This Weekend’s New York Times Magazine brings an interesting story about the seemingly bulletproof business model behind American matzo manufacturing. The problem is that it omits a key ingredient in the global matzo marketplace: Israel.
Every year for one week, about 2% of the U.S. population is forced to buy matzo, says writer Adam Davidson. Because kosher food production is costly and complex and requires knowledge of Jewish law, it’s almost impossible for big U.S. companies, such as Kraft and Sara Lee, to compete.
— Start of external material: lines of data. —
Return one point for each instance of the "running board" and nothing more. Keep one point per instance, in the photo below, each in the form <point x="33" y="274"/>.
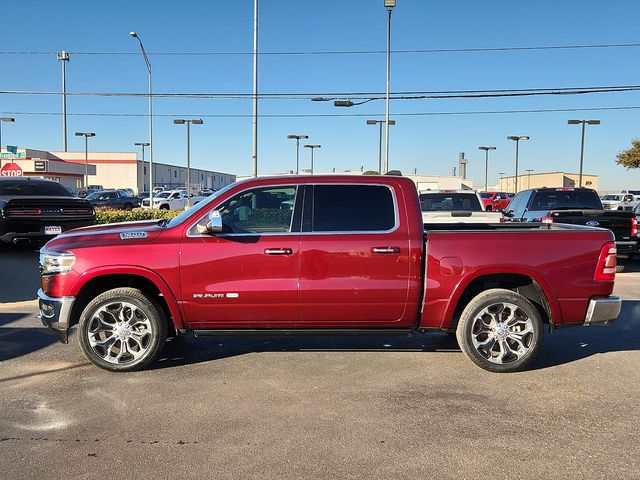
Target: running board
<point x="305" y="332"/>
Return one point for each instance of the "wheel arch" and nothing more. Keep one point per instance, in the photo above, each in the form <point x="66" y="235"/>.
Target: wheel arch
<point x="95" y="282"/>
<point x="529" y="285"/>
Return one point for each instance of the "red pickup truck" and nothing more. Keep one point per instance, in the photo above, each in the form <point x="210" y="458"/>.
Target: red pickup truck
<point x="323" y="255"/>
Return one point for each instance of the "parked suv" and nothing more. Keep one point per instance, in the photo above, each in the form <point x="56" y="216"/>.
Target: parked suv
<point x="113" y="199"/>
<point x="578" y="206"/>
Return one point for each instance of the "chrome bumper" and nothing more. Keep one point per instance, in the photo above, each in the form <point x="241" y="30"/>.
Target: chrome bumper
<point x="602" y="311"/>
<point x="55" y="313"/>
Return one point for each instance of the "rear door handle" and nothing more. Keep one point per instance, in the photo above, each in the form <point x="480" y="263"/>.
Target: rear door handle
<point x="278" y="251"/>
<point x="394" y="250"/>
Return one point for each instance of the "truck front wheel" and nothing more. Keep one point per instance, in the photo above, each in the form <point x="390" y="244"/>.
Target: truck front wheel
<point x="500" y="331"/>
<point x="122" y="330"/>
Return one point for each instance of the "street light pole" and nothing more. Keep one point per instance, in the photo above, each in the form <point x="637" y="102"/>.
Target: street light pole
<point x="64" y="58"/>
<point x="380" y="122"/>
<point x="255" y="89"/>
<point x="389" y="4"/>
<point x="584" y="123"/>
<point x="86" y="136"/>
<point x="297" y="138"/>
<point x="312" y="148"/>
<point x="529" y="178"/>
<point x="486" y="164"/>
<point x="7" y="120"/>
<point x="517" y="139"/>
<point x="148" y="64"/>
<point x="142" y="144"/>
<point x="179" y="121"/>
“As long as they don’t change Passover, we have built-in sales,” Aron Yagoda, co-vice president of the Lower East Side matzo manufacturer Streit’s, tells the Times.
But as the Forward reported on April 6 Streit’s built-in sales are crumbling.
Yagoda’s cousin, Aaron Gross, who also runs the family firm, told the Forward that one of the company’s biggest customers, The Great Atlantic & Pacific Tea Company, ordered one-fifth the amount of matzo this year compared with last year.
The reason is that big supermarkets, in their cutthroat competition for the kosher consumer, routinely discount or give away matzo. And in order to be able to afford to do so they are turning increasingly to cheap Israeli imports.
This year, a five-pound bundle of Israeli matzo cost about $6 wholesale compared to about $10 for the same bundle of American matzo, kosher food consultant Menachem Lubinsky told the Forward.
Lubinsky said Israeli brands captured 40% of domestic matzo sales last year compared to 28% of sales in 2009.
“If your business is easy to replicate, then someone, somewhere (probably China) is going to undercut you,” Davidson correctly asserts in the Times.
It’s just not China that U.S. matzo manufacturers need to fear, but somewhere closer to American-Jewish hearts — and stomachs.